Troubleshooting

StoRM common issues: analysis and solution

Table of contents

Common daemons problems

These are the typical errors in case one or more StoRM daemons are not running properly on your system. The tests are done with the simple SRMv2.2 Command Line Client available with StoRM (see the StoRM clientSRM user guide).

Frontend is down

In case the StoRM Frontend is down, a simple srmPing request will fail with the error:

$clientSRM ping  -e httpg://your_storm_host:8444

============================================================
Sending Ping request to: vgrid05.cnaf.infn.it:8444
============================================================
Request status:
gSoap code: 12

soap_print_fault:
SOAP FAULT: SOAP-ENV:Client
"CGSI-gSOAP: Could not open connection !"
Detail: TCP connect failed in tcp_connect()

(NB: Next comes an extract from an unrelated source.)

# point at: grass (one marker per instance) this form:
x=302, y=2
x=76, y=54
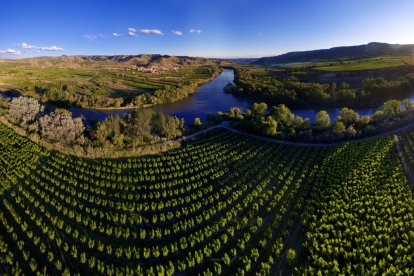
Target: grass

soap_print_fault_location:
============================================================
Please note you will get the same error if the endpoint is wrong, as for wrong hostname or port.

Backend is down

In case the Backend daemon is down, you could get different kinds of errors depending on the SRM request you are trying:

srmPing operation

$  ./clientSRM ping -e httpg://your_storm_host:8444  

============================================================
Sending Ping request to: httpg://vgrid05.cnaf.infn.it:8444
============================================================
Request status:
  statusCode="SRM_SUCCESS"(0)
  explanation="SRM server successfully contacted"  
============================================================
SRM Response:
  versionInfo="v2.2"
  otherInfo (size=2)
	[0] key="backend_type"
	[0] value="StoRM"
	[1] key="backend_version"
	[1] value="FE:1.3.20 BE:ERROR"
============================================================

srmLs/MkDir/Mv/Rm/Rmdir

$ ./clientSRM ls -e httpg://your_storm_host:8444 -s httpg://vgrid05.cnaf.infn.it:8444/dteam    
============================================================
Sending Ls request to: httpg://vgrid05.cnaf.infn.it:8444
============================================================
Request status:
  statusCode="SRM_INTERNAL_ERROR"(14)
  explanation="Client transport failed to execute the RPC.  HTTP response: 0"
============================================================
SRM Response:
============================================================  

srmPrepareToPut/srmPrepareToGet/srmCopy

$./clientSRM ptp -e httpg://vgrid05.cnaf.infn.it:8444 -s httpg://vgrid05.cnaf.infn.it:8444  /dteam/f1  -p

============================================================
Sending PtP request to: httpg://vgrid05.cnaf.infn.it:8444
============================================================
Polling request status:
Current status: SRM_REQUEST_QUEUED (Ctrl+c to stop polling).....................
============================================================

Frontend fails on start

Frontend fails to start up if:

  • MySQL daemon is down. The Frontend service tries to open a connection with DB: if the connection fails, the FE service will remain stopped.
  • There is a MySQL authorization problem during the database connection. Please check STORM_DB_USER with STORM_DB_PASSWORD and STORM_DB_HOST can connect to DB.
  • There is a permission problem on the Frontend installation directory. Please check that everything belongs to STORM_USER.

Backend fails on start

Backend fails to start up if:

  • The storage file system is not mounted.
  • The configured storage directory does no exits.
  • The configuration file is not semantically correct.
  • Permission problem on the Backend installation directory. Please check that everything belongs to STORM_USER

Authorization problem

One of the most common issues for Grid services is to have some kinds of misconfigurations in the host machine that produce an authorization problem.

Frontend Auth problem

In case the Frontend host machine is not properly configured for what concern authorization, as for:

  • missing the host certificate
  • missing user in the file /etc/grid-security/grid-mapfile
  • not updated CA rpms.

You will get the following error messages:

$./clientSRM  ping -e httpg://your_storm_fqdn:8444  

============================================================
Sending Ping request to: vgrid06.cnaf.infn.it:8444
============================================================
Request status:
gSoap code: -1

soap_print_fault:
SOAP FAULT: SOAP-ENV:Client
"CGSI-gSOAP: Error reading token data header: Connection closed"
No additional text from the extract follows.